UCSF

Each time a cell divides, the microtubule cytoskeleton self-organizes into the metaphase spindle: an ellipsoidal steady-state structure that holds its stereotyped shape despite microtubule turnover and internal stresses. This ellipsoidal architecture, in which microtubule minus-ends are focused into two poles, is essential to the spindle’s function of accurately segregating chromosomes. In this work, I ask how the spindle forms and holds its steady-state shape. I report that the molecular motor dynein and the microtubule binding-protein NuMA are essential for mammalian spindles to reach and hold a steady-state geometry. In their absence, the kinesin-5 Eg5 powers a turbulent microtubule network that can drive flow of cytoplasmic organelles and whole-cell movement. Dynein and NuMA were previously known to be essential for spindle pole formation, but we did not know their contribution to shape stabilization at the whole-spindle scale – nor did we know how and where they pull on microtubules to build poles.

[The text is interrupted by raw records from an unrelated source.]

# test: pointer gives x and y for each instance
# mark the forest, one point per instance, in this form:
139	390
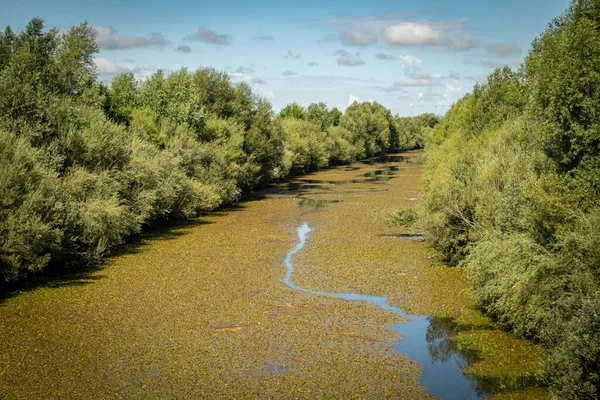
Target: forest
512	195
512	173
85	165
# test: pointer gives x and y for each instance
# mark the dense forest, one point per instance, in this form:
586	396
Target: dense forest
85	165
511	189
512	193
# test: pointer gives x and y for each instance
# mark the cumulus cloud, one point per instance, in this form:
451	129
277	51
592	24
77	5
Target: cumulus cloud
264	38
330	37
108	38
256	82
411	65
351	37
504	49
183	49
208	35
291	55
412	33
463	42
348	59
400	86
244	70
421	75
385	56
108	67
411	60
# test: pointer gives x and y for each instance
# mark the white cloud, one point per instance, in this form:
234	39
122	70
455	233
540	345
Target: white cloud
401	85
351	37
183	49
504	49
244	70
290	55
454	75
411	61
463	42
385	56
421	75
108	67
411	33
348	59
204	34
108	38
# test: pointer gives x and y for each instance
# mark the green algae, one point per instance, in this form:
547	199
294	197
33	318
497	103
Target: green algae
200	311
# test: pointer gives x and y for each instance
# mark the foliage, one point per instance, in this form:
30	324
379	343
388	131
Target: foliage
512	189
83	165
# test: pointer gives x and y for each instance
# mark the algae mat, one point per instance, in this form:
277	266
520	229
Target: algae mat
201	310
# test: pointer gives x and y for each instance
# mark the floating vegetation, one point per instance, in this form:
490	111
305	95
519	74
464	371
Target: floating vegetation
200	310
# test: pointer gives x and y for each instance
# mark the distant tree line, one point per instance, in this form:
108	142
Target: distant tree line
83	165
512	193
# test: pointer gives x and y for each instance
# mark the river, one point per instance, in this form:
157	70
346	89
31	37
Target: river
301	292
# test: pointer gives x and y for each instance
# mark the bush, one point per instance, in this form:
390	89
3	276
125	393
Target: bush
574	369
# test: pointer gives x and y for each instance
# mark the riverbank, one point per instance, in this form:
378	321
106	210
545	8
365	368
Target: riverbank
202	310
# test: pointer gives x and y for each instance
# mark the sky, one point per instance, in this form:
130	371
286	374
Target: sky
411	56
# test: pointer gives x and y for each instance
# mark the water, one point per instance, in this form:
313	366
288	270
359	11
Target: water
417	237
426	340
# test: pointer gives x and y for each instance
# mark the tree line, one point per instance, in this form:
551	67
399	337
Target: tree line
85	165
512	193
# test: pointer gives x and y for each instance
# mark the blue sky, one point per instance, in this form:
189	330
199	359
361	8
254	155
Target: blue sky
412	57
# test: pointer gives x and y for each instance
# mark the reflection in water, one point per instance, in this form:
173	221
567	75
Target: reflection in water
316	204
425	340
417	237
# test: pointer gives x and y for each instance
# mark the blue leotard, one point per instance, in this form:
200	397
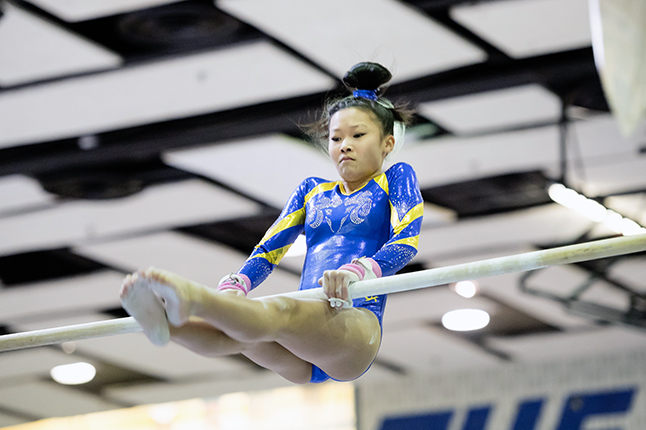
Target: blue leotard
381	220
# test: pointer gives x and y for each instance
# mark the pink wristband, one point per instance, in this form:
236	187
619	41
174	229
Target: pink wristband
354	268
359	270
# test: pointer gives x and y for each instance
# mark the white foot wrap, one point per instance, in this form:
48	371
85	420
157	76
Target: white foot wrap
142	304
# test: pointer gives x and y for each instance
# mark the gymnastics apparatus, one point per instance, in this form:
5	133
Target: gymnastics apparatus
392	284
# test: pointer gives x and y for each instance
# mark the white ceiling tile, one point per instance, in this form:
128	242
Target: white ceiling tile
506	289
566	281
32	49
19	192
598	140
561	281
84	293
632	206
543	224
204	388
529	27
74	10
193	258
494	110
48	399
164	90
133	351
627	174
561	346
338	39
31	363
448	160
81	222
604	161
428	305
426	350
250	165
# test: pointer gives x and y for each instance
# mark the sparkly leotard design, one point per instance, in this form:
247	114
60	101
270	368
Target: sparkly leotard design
381	220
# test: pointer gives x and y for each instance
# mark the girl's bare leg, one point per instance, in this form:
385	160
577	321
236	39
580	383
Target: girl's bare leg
204	339
342	342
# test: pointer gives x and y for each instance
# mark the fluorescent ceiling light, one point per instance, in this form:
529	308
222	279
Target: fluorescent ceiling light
594	210
465	289
73	374
465	319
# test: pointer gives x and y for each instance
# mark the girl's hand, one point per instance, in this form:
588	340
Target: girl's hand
335	285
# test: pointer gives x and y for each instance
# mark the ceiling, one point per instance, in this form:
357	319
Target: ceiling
167	133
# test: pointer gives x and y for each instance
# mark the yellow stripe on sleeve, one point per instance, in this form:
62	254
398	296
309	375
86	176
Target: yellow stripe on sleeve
274	256
410	241
382	181
291	220
410	216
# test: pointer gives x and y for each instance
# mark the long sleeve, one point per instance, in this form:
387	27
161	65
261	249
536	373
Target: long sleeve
406	211
278	239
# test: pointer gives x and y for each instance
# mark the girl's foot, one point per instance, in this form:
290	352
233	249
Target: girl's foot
141	303
175	292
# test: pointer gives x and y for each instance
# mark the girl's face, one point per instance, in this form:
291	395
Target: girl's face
357	147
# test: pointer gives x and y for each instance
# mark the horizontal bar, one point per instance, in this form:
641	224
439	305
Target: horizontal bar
392	284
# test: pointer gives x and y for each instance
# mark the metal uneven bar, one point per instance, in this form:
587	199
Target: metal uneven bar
393	284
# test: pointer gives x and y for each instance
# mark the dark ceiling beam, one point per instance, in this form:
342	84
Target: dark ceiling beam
561	72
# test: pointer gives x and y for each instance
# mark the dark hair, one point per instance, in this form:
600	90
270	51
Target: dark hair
363	76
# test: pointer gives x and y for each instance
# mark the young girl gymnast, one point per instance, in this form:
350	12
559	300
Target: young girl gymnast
365	225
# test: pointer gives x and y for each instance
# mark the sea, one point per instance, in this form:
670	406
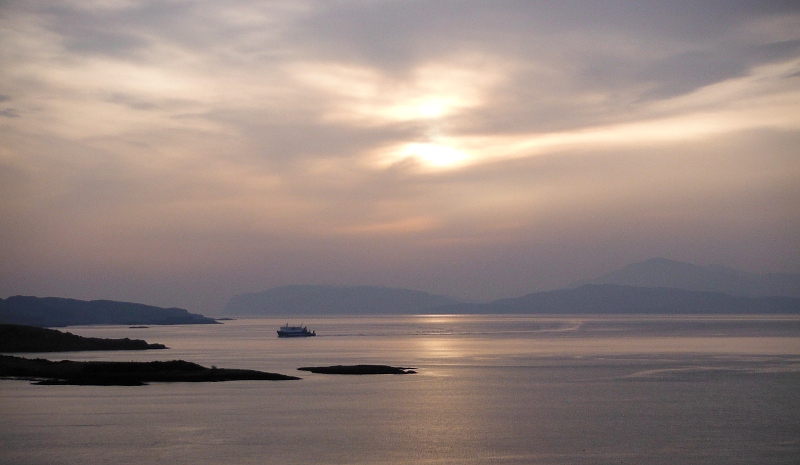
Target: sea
488	389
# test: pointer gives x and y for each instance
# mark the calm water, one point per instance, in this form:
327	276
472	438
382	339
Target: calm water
490	390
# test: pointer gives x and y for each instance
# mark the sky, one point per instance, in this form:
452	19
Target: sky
176	152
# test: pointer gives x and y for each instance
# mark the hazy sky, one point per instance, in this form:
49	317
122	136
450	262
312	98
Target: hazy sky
178	152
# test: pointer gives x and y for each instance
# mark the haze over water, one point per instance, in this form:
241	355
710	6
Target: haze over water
489	389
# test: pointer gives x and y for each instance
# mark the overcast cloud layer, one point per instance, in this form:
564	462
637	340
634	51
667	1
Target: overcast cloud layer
179	152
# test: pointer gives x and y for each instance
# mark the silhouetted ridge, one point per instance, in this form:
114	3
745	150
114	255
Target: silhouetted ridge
57	311
661	272
320	300
613	299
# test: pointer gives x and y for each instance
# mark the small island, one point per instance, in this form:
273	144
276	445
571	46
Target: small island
124	373
360	370
21	338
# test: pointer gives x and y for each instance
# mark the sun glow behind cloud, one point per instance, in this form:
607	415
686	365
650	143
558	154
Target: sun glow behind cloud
291	134
362	95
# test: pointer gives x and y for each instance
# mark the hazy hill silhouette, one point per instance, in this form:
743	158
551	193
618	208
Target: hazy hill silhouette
610	299
57	311
661	272
337	300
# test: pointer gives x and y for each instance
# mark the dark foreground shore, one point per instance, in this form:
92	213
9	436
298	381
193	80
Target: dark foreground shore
20	338
124	373
360	370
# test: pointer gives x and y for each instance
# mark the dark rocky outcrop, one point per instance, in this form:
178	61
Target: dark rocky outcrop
123	373
57	311
360	370
19	338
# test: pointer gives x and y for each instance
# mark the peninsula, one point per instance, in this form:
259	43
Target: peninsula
360	370
21	338
124	373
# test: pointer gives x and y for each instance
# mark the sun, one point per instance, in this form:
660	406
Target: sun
433	155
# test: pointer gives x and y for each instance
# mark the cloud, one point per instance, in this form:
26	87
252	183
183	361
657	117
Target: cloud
473	148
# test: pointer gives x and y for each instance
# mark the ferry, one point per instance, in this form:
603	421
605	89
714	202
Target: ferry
295	331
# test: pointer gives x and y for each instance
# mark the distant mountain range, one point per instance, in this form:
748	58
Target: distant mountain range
334	300
614	299
57	311
661	272
653	286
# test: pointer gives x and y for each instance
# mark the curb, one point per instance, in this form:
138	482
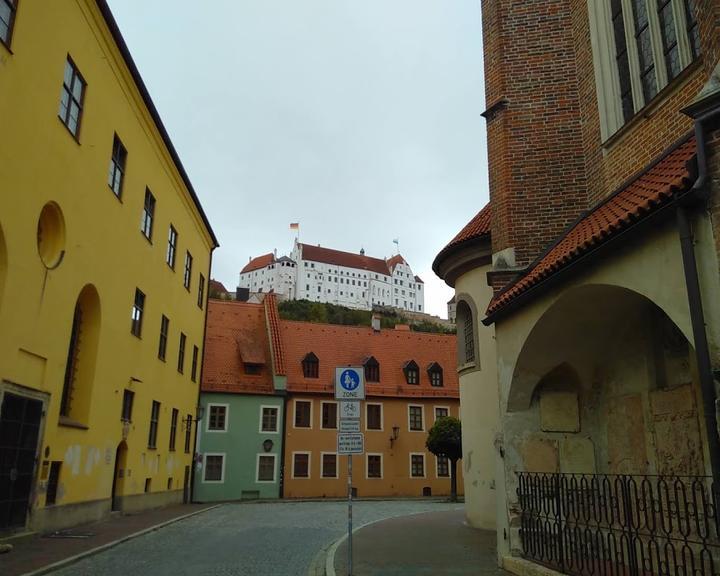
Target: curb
107	546
330	556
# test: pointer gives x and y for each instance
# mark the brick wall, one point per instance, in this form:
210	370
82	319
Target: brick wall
608	165
537	173
547	162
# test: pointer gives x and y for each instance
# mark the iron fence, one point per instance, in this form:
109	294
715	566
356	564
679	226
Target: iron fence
621	525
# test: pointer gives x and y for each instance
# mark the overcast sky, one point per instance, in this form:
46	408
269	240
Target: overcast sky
359	119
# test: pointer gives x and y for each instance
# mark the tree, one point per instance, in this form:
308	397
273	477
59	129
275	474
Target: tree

Using quantitative live imaging and laser ablation, I show that dynein pulls specifically on microtubule minus-ends, rapidly transporting them towards poles. Dynein localization to microtubule minus- ends depends on NuMA, which recruits the dynein adaptor dynactin to minus-ends. Contrary to previous models, NuMA localization to minus-ends is independent of dynein and involves a C-terminal region outside its canonical microtubule-binding domain. Thus, NuMA serves as a mitosis-specific minus-end cargo adaptor, targeting dynein activity to minus-ends to cluster spindle microtubules into poles. This microtubule end-clustering compacts the spindle microtubule network to a defined geometry and suppresses network turbulence, maintaining a steady-state spindle shape over long timescales.